The OST calls for avoiding interplanetary contamination risks, and a scientific body called COSPAR promulgates guidelines, but there is no global body to apply rules on interplanetary biosafety to governments and private actors, and national laws are incomplete.
And while the OST addresses two-way contamination between Earth and other celestial bodies, it seems to omit terrestrial materials that are mutated or altered in space and brought back to Earth. The treaty also doesn’t define terms like “harmful” or “adverse.” New cooperative interplanetary institutions are needed to fill these regulatory gaps, Wiener says.

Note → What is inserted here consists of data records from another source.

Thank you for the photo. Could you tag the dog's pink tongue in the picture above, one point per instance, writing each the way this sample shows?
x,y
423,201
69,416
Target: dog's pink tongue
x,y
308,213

“All of these considerations suggest that planetary defense against asteroids, and planetary protection against contamination — including of Earth and other vulnerable celestial bodies we may settle, such as Mars — may require forms of risk regulation managed by cooperative interplanetary institutions that do not yet exist."
Regulation should reduce overall risk, he says, accounting for multiple risk-risk trade-offs while not inhibiting activity that could benefit humanity and other living things. Even the radiation-adapted fungi brought back from Mir might have an upside for human applications.
“We know a lot more now than we did 50 years ago at the time of the Apollo missions to the Moon, but we're going to new places where we're discovering new things,” Wiener said.
“Even if a scenario has a very low probability, if the consequences could be catastrophic, then it’s worth taking sensible precautions — not so stringent that they would stifle all space exploration, but doing it in a smarter, safer way, so we can survive and learn. If we stumble into an existential risk, we don’t get a second chance.”